Remember when Trump told you that he would release his tax returns and then never did? Remember when he said that if he won the election he would put his business interests aside? “Ever since Trump and his family arrived in Washington they have essentially hung a for-sale sign on the White House by refusing to meaningfully separate themselves from their own business interests,” Bloomberg’s Tim O’Brien notes. “That’s certainly not lost on the companies that do business in or with Washington. They know that in Trump’s swamp, you pay to play.”

Much of this will surprise folks who get all of their news from Fox commentators and talk-radio hosts, with whom they are in a dysfunctional relationship.

The GOP base is drawn to media figures who support their president and quickly turn on those who criticize him as if they are guilty of a betrayal; for that reason, many populist-right pundits are reluctant to criticize the president or to delve deeply into the behavior of the swamp creatures he has enabled. Instead, they pander to the GOP base, keep them in the dark about important corruption—and so fail to keep the president and his associates accountable. That very betrayal of their audience is what creates the illusion of their loyalty.

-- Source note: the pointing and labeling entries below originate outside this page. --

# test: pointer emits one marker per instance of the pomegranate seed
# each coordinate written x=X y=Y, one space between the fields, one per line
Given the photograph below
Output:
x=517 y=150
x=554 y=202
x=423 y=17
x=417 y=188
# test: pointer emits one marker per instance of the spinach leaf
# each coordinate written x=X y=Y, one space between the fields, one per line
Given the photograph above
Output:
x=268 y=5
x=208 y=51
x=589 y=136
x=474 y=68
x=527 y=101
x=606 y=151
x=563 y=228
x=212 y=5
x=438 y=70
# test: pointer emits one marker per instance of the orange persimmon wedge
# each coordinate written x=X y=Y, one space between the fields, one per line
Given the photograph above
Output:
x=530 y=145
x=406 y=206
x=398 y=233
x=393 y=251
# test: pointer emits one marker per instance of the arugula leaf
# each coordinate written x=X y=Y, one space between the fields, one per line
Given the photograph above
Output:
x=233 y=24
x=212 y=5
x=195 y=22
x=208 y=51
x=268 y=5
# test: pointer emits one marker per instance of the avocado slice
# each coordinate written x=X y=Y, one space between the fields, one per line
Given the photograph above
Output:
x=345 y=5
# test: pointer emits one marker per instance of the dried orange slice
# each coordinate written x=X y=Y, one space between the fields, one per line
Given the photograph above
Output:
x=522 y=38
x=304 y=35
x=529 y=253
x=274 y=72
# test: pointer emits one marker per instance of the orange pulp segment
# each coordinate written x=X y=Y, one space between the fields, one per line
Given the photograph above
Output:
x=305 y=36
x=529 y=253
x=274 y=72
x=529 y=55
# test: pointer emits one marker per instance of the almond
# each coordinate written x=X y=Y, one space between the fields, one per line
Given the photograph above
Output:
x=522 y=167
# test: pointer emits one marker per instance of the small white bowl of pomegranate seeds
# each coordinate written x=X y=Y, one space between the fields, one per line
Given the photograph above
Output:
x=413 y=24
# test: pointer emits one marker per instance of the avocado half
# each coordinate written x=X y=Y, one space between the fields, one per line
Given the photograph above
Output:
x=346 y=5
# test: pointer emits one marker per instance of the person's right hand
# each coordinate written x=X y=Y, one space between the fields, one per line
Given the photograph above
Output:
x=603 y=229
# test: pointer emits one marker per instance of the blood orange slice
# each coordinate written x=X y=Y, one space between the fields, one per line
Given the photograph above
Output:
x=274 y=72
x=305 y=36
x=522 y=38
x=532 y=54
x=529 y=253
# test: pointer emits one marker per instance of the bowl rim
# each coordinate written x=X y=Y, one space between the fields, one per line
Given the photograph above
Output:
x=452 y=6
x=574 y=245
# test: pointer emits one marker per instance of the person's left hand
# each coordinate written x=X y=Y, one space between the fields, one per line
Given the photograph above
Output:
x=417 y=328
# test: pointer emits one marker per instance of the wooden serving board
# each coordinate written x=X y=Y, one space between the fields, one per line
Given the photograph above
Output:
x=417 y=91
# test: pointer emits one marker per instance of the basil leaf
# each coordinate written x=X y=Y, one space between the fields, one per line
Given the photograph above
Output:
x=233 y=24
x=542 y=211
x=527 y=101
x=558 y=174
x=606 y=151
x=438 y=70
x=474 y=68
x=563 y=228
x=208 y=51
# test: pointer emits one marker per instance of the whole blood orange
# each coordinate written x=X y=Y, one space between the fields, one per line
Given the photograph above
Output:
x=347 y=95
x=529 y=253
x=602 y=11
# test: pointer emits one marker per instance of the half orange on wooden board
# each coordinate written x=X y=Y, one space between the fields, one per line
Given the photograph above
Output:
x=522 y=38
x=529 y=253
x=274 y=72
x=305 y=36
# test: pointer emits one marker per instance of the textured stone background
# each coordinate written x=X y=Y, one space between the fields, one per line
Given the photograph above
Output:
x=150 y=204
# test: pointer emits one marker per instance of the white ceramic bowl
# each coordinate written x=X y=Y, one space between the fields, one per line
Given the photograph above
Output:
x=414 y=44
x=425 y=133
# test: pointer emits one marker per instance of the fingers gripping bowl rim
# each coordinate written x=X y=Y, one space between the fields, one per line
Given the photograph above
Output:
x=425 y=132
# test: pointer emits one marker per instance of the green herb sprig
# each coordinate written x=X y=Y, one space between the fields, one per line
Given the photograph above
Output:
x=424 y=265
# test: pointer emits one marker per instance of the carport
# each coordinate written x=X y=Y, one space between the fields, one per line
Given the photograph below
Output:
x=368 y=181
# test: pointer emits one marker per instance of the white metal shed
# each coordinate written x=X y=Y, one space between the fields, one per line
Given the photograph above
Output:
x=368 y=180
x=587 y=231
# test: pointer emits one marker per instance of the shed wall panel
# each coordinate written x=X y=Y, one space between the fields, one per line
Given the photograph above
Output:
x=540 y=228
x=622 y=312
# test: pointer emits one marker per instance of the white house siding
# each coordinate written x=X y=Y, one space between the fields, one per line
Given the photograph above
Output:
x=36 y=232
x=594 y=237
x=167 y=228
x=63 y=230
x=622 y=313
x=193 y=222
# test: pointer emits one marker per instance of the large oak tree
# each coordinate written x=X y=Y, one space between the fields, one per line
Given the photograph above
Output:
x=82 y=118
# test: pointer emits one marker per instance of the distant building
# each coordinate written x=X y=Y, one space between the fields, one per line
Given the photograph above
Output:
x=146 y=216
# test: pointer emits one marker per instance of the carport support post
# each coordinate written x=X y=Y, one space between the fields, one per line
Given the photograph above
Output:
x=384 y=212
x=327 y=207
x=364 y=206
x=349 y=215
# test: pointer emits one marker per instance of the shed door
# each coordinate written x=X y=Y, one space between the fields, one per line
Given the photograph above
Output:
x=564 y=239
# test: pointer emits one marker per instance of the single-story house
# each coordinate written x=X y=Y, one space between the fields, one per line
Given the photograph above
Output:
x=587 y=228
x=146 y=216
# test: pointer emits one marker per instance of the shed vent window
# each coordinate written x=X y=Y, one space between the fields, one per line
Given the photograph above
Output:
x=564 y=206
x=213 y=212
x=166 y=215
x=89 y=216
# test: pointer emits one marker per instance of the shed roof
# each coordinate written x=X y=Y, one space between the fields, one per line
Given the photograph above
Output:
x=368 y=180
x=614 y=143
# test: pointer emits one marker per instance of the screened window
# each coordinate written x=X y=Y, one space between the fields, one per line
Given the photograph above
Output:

I opposed electing Trump, but I’m always 100 percent honest with his supporters. And when I give specific examples of how he has failed to drain the swamp, some lash out at me for telling them truths that they don’t want to face, or angrily change the subject by pointing out that various establishment politicians have been guilty of flagrant cronyism in the past. Well, duh.

The folks who supported those bygone politicians anyway harmed the country. Does the GOP rank and file want to be just like the folks they used to criticize or be better?

Bygone Democratic misdeeds don’t change the fact that Trump’s behavior is hurting America––and that he won’t change until his supporters demand a higher standard.  If the GOP base persists in blinding itself to the unethical people who trade on their relationships with the current president, America will continue to be sold out by the very faction that swore it would make it great again.

Wake up, Trump supporters—your country needs you to hold the man you elected accountable to his promises rather than blindly defending him to own liberals. Demand better or your country suffers.